In a sales call, no matter how slowly it may be going or how difficult a prospective client may be, I have the patience of a saint.  If I were to experience the same impatience because a meeting was moving too slowly, as I do with slow-moving traffic, I would rush to the end, leaving my potential client behind, and those meetings would end very poorly for me.  

In order to create urgency and accelerate the sales process, your salespeople actually must slow down their meetings.  Instead though, in much the same way that I rush to get to my next meeting, they rush to the presentation or demo.  To make matters worse, your prospects want your salespeople to present and conduct demos.  They want prices and proposals and your salespeople are too willing to oblige. 

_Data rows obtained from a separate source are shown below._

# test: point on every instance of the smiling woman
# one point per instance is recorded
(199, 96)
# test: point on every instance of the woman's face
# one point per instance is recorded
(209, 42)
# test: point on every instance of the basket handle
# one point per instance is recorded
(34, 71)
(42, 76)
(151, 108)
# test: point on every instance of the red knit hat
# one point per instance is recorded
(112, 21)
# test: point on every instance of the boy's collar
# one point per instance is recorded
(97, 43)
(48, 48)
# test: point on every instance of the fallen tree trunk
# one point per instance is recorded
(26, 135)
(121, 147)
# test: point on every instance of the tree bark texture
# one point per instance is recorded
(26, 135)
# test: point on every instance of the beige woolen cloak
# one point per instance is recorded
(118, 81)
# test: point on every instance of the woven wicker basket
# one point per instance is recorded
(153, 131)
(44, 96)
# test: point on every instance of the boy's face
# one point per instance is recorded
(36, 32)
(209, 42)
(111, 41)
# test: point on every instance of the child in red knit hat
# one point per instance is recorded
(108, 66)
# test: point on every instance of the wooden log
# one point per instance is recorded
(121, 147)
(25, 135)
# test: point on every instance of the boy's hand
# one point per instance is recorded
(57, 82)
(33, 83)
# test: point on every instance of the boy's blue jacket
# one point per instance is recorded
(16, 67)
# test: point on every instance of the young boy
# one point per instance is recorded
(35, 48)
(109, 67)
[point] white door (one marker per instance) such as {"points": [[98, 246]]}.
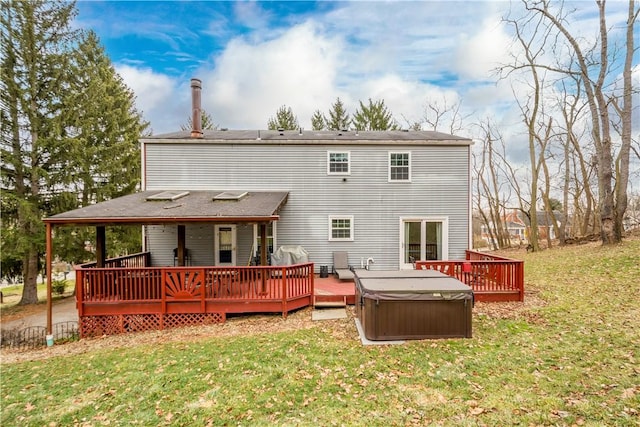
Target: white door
{"points": [[423, 239], [225, 244]]}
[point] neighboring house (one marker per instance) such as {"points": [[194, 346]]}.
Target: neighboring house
{"points": [[515, 226], [392, 196]]}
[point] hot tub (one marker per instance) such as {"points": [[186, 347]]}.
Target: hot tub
{"points": [[412, 304]]}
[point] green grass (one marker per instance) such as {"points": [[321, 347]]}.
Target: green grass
{"points": [[13, 293], [570, 361]]}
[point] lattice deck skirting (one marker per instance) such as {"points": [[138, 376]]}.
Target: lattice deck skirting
{"points": [[94, 326]]}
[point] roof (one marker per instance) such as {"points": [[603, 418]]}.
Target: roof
{"points": [[317, 137], [179, 207]]}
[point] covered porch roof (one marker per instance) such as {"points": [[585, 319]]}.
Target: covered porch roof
{"points": [[178, 206]]}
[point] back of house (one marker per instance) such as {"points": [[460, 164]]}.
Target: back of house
{"points": [[386, 198]]}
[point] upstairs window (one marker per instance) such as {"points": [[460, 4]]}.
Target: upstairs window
{"points": [[400, 167], [341, 228], [338, 163]]}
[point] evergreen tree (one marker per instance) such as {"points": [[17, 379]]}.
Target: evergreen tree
{"points": [[105, 155], [338, 117], [285, 119], [62, 118], [317, 121], [206, 121], [374, 116], [35, 35]]}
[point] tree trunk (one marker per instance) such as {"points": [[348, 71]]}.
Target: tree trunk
{"points": [[30, 288]]}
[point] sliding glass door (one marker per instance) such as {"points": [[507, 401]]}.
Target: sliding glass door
{"points": [[422, 239]]}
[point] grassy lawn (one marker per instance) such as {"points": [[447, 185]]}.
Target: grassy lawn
{"points": [[573, 360], [13, 293]]}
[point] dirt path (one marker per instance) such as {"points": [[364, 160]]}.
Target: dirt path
{"points": [[63, 311]]}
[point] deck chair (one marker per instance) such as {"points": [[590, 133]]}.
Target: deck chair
{"points": [[341, 267]]}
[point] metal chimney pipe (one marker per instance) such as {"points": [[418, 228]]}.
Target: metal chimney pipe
{"points": [[196, 108]]}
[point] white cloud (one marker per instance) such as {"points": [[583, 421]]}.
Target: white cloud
{"points": [[251, 81], [479, 54], [156, 97]]}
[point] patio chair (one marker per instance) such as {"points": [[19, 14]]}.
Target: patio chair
{"points": [[341, 267]]}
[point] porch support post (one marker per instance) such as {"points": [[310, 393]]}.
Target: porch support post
{"points": [[49, 261], [263, 253], [263, 243], [182, 233], [101, 246]]}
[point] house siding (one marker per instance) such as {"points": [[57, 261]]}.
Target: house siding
{"points": [[439, 187]]}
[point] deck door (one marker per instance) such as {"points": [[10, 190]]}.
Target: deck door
{"points": [[423, 239], [225, 244]]}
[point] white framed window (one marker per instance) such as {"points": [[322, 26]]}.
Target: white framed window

When you and your salespeople begin to develop a better understanding of what consultative selling entails and the related business conversations that go with that approach, they often have the same urge to move the meeting along.  It's similar to when I'm trying to run to my next meeting.

The patience that's so elusive to me on the road (but so easy for me in a sales call, consultation, coaching call or training session) is exactly what your salespeople must develop to be effective in differentiating your company on every sales call.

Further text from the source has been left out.